In practice we need to regroup internally periodically through the day. Mentally standing back from all the pressures and frustrations, we tune our mind afresh to God’s presence inside of us and God’s sovereignty over the situations surrounding us. We center ourselves again on God’s grace. Even as we need to concentrate on the work at hand, we focus the inner eye of our souls on the safe place where the Almighty offers us genuine peace. Indeed, God will “keep him in perfect peace, whose mind is stayed” on the Lord!
© 2014 Glenn E. Myers
Thursday, July 17, 2014
"I know what it is to be in need, and I know what it is to have plenty. I have learned the secret of being content in any and every situation, whether well fed or hungry, whether living in plenty or in want.

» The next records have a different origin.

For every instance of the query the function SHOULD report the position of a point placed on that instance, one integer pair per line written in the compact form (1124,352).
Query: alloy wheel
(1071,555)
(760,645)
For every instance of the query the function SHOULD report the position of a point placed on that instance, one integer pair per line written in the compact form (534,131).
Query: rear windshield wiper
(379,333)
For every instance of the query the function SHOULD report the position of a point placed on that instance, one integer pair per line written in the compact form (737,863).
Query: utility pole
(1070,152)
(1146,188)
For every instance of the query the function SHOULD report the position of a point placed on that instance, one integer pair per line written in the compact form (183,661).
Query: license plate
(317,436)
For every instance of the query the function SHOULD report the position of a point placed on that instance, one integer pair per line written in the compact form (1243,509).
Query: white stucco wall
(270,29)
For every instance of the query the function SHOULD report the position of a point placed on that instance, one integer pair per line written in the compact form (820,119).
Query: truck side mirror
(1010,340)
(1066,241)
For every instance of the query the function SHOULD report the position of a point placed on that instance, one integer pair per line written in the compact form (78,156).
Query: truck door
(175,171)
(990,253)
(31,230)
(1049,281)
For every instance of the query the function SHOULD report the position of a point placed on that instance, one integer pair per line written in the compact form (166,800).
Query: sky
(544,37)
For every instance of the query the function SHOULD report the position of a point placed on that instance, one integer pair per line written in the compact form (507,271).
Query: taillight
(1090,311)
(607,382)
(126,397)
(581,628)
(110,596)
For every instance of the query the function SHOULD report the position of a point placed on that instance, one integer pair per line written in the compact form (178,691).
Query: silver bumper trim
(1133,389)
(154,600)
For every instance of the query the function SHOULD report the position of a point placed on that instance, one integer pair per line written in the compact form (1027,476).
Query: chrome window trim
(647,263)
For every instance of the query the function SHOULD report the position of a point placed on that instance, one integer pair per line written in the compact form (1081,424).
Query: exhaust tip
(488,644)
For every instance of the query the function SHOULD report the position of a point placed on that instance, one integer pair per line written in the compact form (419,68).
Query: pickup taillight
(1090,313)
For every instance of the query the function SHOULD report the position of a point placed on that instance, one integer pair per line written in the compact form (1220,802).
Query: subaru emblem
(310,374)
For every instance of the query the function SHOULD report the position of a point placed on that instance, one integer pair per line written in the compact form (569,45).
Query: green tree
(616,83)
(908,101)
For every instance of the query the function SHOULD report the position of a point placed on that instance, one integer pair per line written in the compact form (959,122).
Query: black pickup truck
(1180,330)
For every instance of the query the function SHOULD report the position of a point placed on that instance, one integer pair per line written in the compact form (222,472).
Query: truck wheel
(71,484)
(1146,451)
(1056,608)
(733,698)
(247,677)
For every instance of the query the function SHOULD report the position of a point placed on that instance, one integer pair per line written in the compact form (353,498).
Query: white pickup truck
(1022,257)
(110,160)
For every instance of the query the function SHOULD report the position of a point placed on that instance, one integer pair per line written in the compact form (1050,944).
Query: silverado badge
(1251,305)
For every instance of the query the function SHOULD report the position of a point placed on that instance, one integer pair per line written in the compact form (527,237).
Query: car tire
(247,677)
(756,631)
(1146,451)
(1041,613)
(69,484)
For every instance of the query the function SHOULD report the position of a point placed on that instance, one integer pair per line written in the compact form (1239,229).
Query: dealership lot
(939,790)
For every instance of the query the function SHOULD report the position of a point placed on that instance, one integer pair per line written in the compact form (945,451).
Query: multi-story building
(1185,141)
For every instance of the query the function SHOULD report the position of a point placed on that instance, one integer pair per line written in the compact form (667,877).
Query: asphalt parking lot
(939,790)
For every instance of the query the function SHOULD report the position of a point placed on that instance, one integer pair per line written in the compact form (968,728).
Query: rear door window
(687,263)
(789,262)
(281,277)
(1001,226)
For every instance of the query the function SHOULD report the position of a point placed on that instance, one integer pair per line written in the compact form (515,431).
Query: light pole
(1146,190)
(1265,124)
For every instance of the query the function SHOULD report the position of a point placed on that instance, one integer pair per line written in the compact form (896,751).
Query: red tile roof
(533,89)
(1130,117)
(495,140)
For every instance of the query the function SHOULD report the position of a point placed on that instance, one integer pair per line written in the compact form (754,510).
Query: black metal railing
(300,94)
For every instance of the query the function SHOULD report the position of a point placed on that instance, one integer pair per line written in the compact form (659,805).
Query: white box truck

I can to all this through him who gives me strength."
-Philippians 4:12-13 (TNIV)
Secret of Contentment
Contentment is a secret that must be discovered. On our own, we will always crave more; our fallen faculty of desire will never be satisfied for long. Genuine contentment, to the contrary, enables us to be as happy with little as with much. It transcends our given situation so that we are fulfilled whether we eat our fill or go hungry.
To be satisfied with much or little, we must look past our outward circumstances, desires and even our needs, in order to see through it to a greater reality. Contentment peers into the unseen dimensions of the spiritual world. There it places its hopes and satisfaction on God’s provision and rests in the Divine who is good, wise and always in control. Our Creator’s goodness always seeks our best. The Eternal’s wisdom often seems to go the wrong way but somehow inevitable ends up at the right place. The Almighty’s power overcomes all obstacles and always accomplishes his plans.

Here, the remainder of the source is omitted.